Published
I work in LTC and am just appalled at mandated gdr's (gradual dose reductions) on psychotropic drugs for our residents. They are truly my pet peeve right now, maybe in part because the powers to be at my facility are so zealously reducing medications at every turn. These are people who are stable on their current regimen--why subject them to possible worsening symptoms, depression or anxiety? Should they not tolerate the reduced dosage well, it is hard sometimes to get them back to their previous level of functioning and balance. Their physicians can deny a proposed dose reduction but it seems too often they sign off on the reduced dosage for no other reason than its mandated for the NH to attempt gdr's. I understand there is some good reasoning behind the plan, but in reality, it just seems like experimenting with these peoples' well being.
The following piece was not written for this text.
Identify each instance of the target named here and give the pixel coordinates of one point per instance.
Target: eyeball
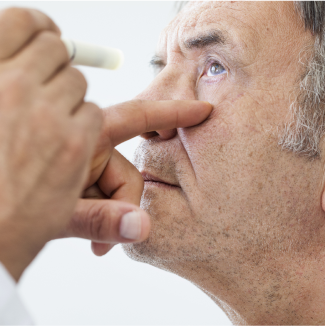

What has been other experiences with gdr's?
RN&mom
123 Posts
I feel your pain with GDR's! My facility actually does very well and only has residents that truly need them on these meds (not sure exact percentage but its low). There are some diagnosis that exclude a pt from GDRs (they probably have to have tried at least once and failed, I'm not sure about that though)... Yet the physicians will just sign off anyway, I fight this, and just got a pt back to regular dose after several days of increased behaviors. I have a GDR book so when the doctor tries to do reductions too soon I can show him its not necessary, it hasn't been 6 months... Some pts do well with these but 1 failure should be enough, we should not keep torturing our pts by repeatedly putting them through this!!!